In what has gleefully been seized upon as the most meme-worthy moment of the Winter Olympics so far, Wagner went from all smiles after her Saturday performance to a head-shaking gasp after she received a very disappointing 63.10 from the judges. She had skated a powerful routine to Pink Floyd's "Shine on You Crazy Diamond," but wound up knocked into fourth place, behind Japan's Mao Asada -- who had fallen during her routine. And when her score appeared, Wagner did not go the stiff-upper-lipped Academy Award snub-ee route and gamely applaud and smile through the pain. She did not appear overjoyed at a lesser place. Nope, she winced. She let her jaw drop. She shook her head no and plainly mouthed, "Bulls___t." Forget the defective Olympic ring  drama, Bob Costas' funky eye, or even those busted bathroom doors -- Wagner's face captured what the games are truly about: the agony of defeat. Or more specifically, the agony of not winning -- she did still manage to snag a team bronze. And in a few seconds, #wagnerface became a thing.

After her post-performance performance, Wagner quickly found herself  facing comparisons to that other Olympic grumpy cat, McKayla Maroney. Maroney, you will recall, is the gymnast who at the 2010 London games would make the word "unimpressed" forever as much hers as "bootylicious" will ever belong to Beyoncé.
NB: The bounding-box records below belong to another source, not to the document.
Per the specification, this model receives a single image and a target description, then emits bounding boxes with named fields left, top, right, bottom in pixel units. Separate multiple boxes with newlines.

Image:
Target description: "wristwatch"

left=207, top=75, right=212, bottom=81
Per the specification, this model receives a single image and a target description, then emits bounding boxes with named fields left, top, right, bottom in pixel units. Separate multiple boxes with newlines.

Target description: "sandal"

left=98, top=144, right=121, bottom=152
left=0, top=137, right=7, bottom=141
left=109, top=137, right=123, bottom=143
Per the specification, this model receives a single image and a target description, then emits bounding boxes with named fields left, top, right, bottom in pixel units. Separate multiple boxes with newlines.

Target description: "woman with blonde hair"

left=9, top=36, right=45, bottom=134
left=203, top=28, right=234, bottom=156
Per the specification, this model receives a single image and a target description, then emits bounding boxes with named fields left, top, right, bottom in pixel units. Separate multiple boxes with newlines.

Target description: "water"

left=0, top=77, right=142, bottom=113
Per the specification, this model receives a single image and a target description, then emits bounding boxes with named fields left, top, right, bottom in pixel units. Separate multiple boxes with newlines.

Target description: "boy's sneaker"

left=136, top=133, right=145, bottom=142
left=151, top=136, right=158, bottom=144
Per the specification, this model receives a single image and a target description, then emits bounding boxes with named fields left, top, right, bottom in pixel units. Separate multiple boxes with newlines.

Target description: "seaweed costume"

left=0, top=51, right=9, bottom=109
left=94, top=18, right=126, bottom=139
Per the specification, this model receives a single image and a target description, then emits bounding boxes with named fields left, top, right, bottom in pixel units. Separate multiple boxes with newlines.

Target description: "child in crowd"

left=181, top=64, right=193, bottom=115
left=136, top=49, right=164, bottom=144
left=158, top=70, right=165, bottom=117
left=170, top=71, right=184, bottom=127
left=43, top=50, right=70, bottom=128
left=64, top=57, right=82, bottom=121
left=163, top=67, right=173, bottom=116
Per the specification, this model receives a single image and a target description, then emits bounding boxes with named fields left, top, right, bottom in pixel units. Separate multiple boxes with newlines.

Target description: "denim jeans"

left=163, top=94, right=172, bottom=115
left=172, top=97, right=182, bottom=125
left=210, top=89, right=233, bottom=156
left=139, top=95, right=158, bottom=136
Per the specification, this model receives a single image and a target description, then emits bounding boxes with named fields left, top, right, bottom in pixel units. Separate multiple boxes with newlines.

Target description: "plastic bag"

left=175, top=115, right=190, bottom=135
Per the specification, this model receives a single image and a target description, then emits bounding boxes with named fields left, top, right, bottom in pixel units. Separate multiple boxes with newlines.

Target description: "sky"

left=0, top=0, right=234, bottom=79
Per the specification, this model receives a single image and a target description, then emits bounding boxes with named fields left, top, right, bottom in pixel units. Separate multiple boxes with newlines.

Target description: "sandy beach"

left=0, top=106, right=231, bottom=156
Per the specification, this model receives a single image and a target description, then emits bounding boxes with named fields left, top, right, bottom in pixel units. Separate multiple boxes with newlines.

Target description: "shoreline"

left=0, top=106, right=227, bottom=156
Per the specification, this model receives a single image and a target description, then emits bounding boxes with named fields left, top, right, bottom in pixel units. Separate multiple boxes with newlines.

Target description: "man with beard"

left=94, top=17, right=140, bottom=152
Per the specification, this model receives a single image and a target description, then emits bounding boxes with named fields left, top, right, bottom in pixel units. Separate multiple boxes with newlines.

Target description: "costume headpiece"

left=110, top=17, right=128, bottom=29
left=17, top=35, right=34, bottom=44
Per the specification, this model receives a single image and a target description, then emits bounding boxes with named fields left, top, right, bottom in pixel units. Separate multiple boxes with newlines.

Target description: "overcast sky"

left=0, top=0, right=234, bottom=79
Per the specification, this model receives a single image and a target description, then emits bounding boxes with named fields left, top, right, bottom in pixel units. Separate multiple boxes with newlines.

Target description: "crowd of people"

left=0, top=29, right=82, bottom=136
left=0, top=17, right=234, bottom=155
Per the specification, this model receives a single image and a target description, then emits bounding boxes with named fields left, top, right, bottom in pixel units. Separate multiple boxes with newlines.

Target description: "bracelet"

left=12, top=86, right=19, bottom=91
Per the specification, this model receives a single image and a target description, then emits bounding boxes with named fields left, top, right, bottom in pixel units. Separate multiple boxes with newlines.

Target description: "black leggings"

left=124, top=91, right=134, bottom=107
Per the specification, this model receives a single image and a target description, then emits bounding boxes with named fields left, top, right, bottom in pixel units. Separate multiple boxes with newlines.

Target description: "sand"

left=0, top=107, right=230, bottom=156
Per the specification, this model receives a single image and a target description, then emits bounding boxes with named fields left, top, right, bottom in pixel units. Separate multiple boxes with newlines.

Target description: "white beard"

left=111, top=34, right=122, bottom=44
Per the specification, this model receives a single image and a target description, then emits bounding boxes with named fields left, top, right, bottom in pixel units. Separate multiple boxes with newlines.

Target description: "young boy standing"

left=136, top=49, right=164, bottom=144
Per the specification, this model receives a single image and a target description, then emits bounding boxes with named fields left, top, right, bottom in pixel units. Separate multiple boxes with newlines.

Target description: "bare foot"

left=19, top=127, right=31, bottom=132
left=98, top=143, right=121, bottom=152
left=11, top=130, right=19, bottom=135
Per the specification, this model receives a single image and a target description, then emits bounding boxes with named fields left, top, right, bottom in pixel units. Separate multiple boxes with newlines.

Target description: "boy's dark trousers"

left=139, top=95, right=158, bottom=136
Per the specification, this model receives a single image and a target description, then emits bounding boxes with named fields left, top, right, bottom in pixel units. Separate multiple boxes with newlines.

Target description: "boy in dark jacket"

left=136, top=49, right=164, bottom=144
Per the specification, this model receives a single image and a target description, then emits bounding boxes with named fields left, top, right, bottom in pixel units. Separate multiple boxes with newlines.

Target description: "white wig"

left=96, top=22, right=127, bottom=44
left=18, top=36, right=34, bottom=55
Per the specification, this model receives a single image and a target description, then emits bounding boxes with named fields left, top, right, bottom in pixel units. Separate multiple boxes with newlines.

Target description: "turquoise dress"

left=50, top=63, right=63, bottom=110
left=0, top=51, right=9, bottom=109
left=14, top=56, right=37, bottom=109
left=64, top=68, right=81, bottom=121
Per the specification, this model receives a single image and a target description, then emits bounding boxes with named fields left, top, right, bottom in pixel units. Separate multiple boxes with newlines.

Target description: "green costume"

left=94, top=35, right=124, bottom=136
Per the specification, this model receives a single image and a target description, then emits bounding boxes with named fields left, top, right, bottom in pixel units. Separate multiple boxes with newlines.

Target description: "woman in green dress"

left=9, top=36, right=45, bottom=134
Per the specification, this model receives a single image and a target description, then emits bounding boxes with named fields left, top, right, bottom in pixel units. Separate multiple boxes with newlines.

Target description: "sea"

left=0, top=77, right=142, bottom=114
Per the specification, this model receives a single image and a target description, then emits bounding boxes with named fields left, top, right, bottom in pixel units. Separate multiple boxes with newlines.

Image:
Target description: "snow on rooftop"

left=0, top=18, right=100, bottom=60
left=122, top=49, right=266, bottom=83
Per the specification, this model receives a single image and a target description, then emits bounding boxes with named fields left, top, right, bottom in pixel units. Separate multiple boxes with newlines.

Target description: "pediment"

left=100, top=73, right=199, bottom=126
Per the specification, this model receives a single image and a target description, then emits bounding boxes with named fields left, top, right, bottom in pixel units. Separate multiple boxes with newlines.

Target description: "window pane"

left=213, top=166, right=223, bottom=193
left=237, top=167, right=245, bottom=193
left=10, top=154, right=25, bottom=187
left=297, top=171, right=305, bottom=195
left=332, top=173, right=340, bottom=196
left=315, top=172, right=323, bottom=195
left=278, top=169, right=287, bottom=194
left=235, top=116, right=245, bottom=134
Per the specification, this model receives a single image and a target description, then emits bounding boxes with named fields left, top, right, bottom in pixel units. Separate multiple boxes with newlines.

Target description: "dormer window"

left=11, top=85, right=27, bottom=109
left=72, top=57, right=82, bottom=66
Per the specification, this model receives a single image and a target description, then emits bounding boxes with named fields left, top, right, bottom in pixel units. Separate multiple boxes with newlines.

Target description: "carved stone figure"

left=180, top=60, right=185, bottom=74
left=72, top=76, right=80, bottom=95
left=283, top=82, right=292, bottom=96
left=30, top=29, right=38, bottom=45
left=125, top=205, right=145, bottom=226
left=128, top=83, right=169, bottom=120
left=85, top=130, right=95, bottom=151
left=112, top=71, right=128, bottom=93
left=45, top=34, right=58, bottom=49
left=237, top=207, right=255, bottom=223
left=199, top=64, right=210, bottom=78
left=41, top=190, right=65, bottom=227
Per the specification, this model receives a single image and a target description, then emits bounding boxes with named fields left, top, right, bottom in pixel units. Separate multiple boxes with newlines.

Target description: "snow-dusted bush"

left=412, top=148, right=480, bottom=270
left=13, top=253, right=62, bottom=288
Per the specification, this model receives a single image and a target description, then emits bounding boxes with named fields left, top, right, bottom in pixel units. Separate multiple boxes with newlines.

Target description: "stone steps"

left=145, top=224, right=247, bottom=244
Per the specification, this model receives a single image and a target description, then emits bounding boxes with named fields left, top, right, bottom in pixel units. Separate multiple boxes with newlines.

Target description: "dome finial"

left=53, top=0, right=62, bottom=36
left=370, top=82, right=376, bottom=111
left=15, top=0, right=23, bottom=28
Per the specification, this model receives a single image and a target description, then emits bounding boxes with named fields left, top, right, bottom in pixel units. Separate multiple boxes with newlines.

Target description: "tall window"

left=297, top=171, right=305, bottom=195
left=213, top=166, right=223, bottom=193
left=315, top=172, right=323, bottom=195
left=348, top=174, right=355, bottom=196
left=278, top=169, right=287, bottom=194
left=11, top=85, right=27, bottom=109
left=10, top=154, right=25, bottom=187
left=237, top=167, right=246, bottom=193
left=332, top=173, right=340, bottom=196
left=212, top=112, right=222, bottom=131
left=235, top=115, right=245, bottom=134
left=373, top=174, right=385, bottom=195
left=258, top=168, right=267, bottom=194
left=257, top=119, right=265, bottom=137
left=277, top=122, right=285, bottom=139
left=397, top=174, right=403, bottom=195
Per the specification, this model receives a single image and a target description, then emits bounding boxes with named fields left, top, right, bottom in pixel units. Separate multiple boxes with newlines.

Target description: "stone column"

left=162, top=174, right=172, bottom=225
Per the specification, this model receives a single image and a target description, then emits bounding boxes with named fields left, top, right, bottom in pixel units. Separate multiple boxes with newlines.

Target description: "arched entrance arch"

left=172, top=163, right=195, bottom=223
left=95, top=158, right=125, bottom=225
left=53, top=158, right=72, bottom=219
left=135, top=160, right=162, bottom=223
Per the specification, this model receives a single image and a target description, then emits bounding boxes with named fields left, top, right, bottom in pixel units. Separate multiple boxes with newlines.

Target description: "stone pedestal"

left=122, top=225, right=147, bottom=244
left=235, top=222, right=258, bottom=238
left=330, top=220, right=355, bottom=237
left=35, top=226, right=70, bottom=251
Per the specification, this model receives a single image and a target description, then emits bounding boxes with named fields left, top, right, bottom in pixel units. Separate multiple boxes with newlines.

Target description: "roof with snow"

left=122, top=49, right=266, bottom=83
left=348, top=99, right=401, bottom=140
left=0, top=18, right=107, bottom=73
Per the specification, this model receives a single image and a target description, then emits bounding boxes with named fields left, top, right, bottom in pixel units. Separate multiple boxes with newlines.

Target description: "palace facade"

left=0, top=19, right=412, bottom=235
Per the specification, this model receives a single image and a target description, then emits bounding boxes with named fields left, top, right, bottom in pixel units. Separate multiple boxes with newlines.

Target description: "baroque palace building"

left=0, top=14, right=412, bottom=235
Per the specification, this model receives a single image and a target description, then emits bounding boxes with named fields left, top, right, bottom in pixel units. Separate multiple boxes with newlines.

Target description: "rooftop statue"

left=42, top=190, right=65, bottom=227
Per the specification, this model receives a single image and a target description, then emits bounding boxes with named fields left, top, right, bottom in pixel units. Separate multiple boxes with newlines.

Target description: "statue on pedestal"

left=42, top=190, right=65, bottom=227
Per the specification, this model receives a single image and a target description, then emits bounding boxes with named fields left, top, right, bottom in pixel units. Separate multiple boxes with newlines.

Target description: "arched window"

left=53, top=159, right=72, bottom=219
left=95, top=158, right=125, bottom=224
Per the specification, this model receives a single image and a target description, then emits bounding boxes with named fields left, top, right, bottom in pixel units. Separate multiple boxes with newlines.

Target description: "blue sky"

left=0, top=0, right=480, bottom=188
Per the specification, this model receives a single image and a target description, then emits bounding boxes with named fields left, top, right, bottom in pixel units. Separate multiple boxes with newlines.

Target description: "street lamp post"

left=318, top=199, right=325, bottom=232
The more typical narrative of sports is one of what is narrowly defined as sportsmanship. It involves a brave face and an "I did my best for my team" script to reporters. But even a moment of triumph can be an opportunity for an uncensored display of unexpectedly raw emotion, as the Seattle Seahawks' Richard Sherman amply demonstrated last month. When the results are defeat and the reasons clear-cut – a goal not made, a time not met – any subsequent expression of frustration is at least generally self-directed. But throw in the element of judging and it becomes something else. On Yahoo! Sports Sunday, Lawrence Yee did a bang-up job explaining how Wagner's score wound up where it was, and the technical reasoning behind it, but it doesn't negate the nagging question of whether, as Wagner herself might put it, her score was ultimately bulls___t.
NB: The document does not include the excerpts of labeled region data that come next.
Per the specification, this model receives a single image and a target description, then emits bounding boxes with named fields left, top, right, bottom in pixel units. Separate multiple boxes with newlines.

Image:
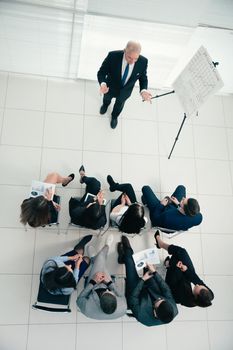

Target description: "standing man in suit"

left=97, top=41, right=151, bottom=129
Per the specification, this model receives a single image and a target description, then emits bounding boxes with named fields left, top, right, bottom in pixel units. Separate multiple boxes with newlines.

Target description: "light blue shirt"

left=41, top=256, right=79, bottom=295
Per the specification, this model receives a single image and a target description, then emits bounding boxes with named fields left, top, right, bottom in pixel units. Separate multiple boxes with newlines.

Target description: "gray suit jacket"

left=77, top=283, right=127, bottom=320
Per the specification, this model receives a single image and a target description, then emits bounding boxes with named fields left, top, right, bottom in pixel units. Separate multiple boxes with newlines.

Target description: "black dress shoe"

left=79, top=165, right=85, bottom=173
left=62, top=174, right=75, bottom=187
left=74, top=235, right=92, bottom=251
left=107, top=175, right=118, bottom=192
left=117, top=242, right=125, bottom=264
left=100, top=105, right=108, bottom=114
left=110, top=117, right=117, bottom=129
left=121, top=236, right=132, bottom=249
left=154, top=230, right=160, bottom=249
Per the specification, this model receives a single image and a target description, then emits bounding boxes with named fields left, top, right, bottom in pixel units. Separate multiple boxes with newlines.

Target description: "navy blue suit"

left=97, top=50, right=148, bottom=118
left=165, top=244, right=214, bottom=307
left=142, top=185, right=202, bottom=231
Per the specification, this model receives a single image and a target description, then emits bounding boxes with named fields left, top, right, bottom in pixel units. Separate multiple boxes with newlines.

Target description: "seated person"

left=117, top=236, right=178, bottom=327
left=69, top=165, right=107, bottom=230
left=142, top=185, right=202, bottom=231
left=40, top=235, right=92, bottom=295
left=155, top=231, right=214, bottom=307
left=107, top=175, right=147, bottom=233
left=77, top=235, right=127, bottom=320
left=20, top=173, right=75, bottom=227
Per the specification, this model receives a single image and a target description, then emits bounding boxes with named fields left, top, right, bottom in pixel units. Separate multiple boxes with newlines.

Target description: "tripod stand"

left=147, top=90, right=187, bottom=159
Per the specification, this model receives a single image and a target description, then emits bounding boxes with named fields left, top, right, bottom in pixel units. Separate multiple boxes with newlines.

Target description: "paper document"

left=29, top=180, right=56, bottom=200
left=133, top=248, right=160, bottom=270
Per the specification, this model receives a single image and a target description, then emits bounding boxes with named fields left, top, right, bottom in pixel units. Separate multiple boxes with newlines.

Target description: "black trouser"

left=103, top=92, right=126, bottom=118
left=124, top=248, right=140, bottom=302
left=113, top=183, right=137, bottom=208
left=81, top=176, right=101, bottom=202
left=61, top=249, right=89, bottom=280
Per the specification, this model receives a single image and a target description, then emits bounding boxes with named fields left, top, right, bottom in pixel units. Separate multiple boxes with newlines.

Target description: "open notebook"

left=29, top=180, right=56, bottom=199
left=133, top=248, right=160, bottom=270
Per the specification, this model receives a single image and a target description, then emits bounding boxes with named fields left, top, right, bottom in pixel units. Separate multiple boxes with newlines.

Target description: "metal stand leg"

left=168, top=113, right=187, bottom=159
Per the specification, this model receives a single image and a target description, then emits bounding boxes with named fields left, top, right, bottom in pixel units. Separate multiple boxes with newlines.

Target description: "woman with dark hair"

left=20, top=172, right=75, bottom=227
left=69, top=165, right=107, bottom=230
left=41, top=235, right=92, bottom=295
left=107, top=175, right=147, bottom=233
left=154, top=231, right=214, bottom=307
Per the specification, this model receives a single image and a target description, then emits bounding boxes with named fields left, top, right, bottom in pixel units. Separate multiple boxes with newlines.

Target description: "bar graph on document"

left=173, top=46, right=224, bottom=116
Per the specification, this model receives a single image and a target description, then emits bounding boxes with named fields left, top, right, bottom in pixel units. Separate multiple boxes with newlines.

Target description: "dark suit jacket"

left=165, top=244, right=214, bottom=307
left=128, top=273, right=178, bottom=327
left=69, top=197, right=107, bottom=230
left=97, top=50, right=148, bottom=100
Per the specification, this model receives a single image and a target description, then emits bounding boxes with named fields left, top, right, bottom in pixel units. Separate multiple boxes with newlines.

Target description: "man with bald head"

left=97, top=41, right=151, bottom=129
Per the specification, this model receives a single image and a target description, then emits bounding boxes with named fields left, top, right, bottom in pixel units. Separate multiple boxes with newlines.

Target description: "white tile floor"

left=0, top=73, right=233, bottom=350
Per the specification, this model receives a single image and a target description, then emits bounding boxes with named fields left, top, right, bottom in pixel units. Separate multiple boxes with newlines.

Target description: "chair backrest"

left=32, top=279, right=71, bottom=312
left=109, top=199, right=146, bottom=238
left=46, top=194, right=61, bottom=226
left=66, top=197, right=111, bottom=236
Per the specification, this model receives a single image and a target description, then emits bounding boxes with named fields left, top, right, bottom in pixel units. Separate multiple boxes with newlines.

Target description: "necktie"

left=121, top=63, right=129, bottom=86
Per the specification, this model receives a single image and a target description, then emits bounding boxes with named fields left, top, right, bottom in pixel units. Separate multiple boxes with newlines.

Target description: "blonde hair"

left=125, top=40, right=142, bottom=53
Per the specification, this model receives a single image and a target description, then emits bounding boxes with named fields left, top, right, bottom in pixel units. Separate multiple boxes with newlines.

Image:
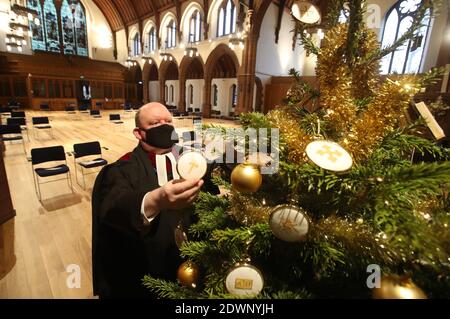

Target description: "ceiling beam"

left=275, top=0, right=286, bottom=43
left=94, top=0, right=120, bottom=32
left=128, top=0, right=139, bottom=20
left=109, top=0, right=128, bottom=31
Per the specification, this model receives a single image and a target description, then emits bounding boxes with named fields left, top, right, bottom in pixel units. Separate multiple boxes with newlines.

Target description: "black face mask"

left=141, top=124, right=178, bottom=149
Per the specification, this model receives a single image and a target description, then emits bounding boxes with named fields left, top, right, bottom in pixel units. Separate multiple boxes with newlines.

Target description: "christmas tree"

left=143, top=0, right=450, bottom=299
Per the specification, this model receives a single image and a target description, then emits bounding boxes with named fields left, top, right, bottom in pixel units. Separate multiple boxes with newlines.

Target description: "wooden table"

left=0, top=140, right=16, bottom=279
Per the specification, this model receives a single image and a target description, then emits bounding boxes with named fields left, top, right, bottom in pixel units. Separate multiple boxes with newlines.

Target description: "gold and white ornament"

left=177, top=151, right=208, bottom=179
left=177, top=260, right=200, bottom=288
left=306, top=140, right=353, bottom=173
left=225, top=263, right=264, bottom=296
left=269, top=205, right=310, bottom=242
left=372, top=276, right=427, bottom=299
left=231, top=163, right=262, bottom=193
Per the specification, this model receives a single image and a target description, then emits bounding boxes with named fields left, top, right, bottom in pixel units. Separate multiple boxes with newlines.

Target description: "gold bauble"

left=177, top=260, right=200, bottom=288
left=372, top=276, right=427, bottom=299
left=231, top=163, right=262, bottom=193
Four years ago at Vancouver, Russian skater Evgeni Plushenko declared, "I was sure I'd won," but took home only the silver. He accepted his medal with a kiss and a visible sigh while Evan Lysacek beamed gloriously. His assessment of the way the medals were handed out? "Obviously, Evan needs the medal more than me, maybe because I've got one already." Ouch. And in 2009, Serena Williams famously went berserk on a line judge at the U.S. Open, threatening to shove a ball in an uncomfortable place. Why did she lose it like that? Though few of us will ever know what it feels like to skate at the Olympics or play the U.S. Open, I suspect many of us can relate to Williams' maxim: "I hate losing more than I love winning."

Compared with those more famed displays of unabashed displeasure, Wagner's was a more restrained expression of shock. She's handled the attention good-naturedly so far, expressing gratitude for her bronze and retweeting her own "Before" and "After" faces. She's shown the world that sometimes you can work very hard and perform very well and still not get what you want. It's not always possible to smile through that. Sometimes, you just have to shake your head and call BS before you can suck it up and say thank you and accept your consolation prize. It's just being human. It's true for Ashley Wagner. It's true for all of us.


By Mary Elizabeth Williams

Mary Elizabeth Williams is a senior writer for Salon and author of "A Series of Catastrophes & Miracles."